Expert Opinions on the Investigations
Premature and Innovation-Hostile
Critics argue that these investigations are premature for a nascent industry like AI [00:19:54]. The market is only 18 months to two years old, with limited end-user use cases and a vast imbalance between collective spending (1 trillion) and generated revenue (less than $10 billion) [00:20:00]. The idea of launching an antitrust investigation before the market has even seen a full boom-and-bust cycle is questioned [00:20:29].
“I think the DOJ and the FTC are totally way out of their ski tips on this… I don’t see what they’re exactly investigating in an immature market where we haven’t yet seen one cycle of boom and bust.” [00:19:51]
The administration’s approach is viewed as part of an “innovation-hostile agenda,” encompassing attacks on crypto and restrictive M&A policies [00:25:54]. This contrasts with the government’s historical role as a critical supporter of private industry in bleeding-edge fields like space, defense, and the internet [00:27:19].

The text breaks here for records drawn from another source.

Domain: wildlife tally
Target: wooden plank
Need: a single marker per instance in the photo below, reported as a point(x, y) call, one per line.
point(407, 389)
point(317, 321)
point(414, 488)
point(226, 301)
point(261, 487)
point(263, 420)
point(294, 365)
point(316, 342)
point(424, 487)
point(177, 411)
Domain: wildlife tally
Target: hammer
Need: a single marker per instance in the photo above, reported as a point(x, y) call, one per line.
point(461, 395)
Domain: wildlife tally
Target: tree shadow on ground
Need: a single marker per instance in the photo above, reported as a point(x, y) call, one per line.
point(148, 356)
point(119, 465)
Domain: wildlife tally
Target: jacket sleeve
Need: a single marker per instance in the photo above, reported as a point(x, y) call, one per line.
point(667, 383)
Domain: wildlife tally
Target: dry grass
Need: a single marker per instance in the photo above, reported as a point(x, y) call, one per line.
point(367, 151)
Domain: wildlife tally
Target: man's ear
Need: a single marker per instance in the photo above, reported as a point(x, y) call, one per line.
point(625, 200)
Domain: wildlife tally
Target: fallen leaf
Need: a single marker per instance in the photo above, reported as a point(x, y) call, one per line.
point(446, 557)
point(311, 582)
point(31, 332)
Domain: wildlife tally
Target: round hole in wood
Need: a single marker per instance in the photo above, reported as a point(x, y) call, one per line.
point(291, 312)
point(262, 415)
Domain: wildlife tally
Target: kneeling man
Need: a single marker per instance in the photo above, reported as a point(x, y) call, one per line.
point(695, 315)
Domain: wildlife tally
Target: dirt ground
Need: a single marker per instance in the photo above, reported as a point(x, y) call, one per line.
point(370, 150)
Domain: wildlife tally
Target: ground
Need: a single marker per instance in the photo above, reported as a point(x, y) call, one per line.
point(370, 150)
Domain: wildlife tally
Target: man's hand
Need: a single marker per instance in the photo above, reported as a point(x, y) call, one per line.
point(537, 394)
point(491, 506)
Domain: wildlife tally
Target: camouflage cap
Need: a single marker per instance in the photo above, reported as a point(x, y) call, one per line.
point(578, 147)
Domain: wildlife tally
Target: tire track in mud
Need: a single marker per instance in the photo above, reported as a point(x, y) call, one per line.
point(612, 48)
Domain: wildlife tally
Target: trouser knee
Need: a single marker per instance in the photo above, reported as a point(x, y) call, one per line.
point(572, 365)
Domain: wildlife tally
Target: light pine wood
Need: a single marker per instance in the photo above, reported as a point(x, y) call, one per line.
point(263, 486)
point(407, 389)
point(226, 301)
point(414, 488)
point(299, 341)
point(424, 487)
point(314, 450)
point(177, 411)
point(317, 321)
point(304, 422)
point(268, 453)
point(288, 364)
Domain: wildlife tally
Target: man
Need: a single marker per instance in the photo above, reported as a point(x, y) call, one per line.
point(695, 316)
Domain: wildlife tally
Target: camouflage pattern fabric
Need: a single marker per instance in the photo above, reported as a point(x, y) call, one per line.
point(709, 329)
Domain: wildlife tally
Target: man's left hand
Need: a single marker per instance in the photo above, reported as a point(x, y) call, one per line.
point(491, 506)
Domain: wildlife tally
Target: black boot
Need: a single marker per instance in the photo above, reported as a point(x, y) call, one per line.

Clever Deal-Making and Regulatory Gaps
While the investigations might be premature, there’s acknowledgment of “clever forms of deal-making” by hyperscalers that circumvent traditional business constraints [00:20:44]. These include complex “Tac 2.0” or credit-oriented deals, such as financing companies to buy their own chips [00:21:26]. This sophistication has evolved from past regulatory challenges faced by companies like AOL (revenue round-tripping) and Microsoft (DOJ inquiry during Steve Ballmer’s tenure) [00:20:54].
! warning | Regulatory Blind Spot The real inquiry should potentially come from the SEC regarding whether these are “real revenue” deals, rather than antitrust investigations into future competition [00:21:48].
Legislative Challenges
California’s Governor Newsom has warned against over-regulating AI, recognizing the potential for stifling the burgeoning sector [00:22:50]. The rapidly changing nature of AI models (e.g., significant reductions in model size improving performance) makes it difficult for current statutes, which often define regulation based on model size, to remain relevant [00:23:07]. Laws written based on expert opinions can quickly become outdated [00:23:44].
Conclusion
The current administration’s stance on AI regulation, along with its approaches to crypto and M&A, is seen by some as potentially hindering innovation and economic growth [00:26:37]. The prevailing sentiment among the hosts is that policies should foster acceleration and progress rather than imposing unnecessary regulations that risk stifling emerging technologies [00:27:51].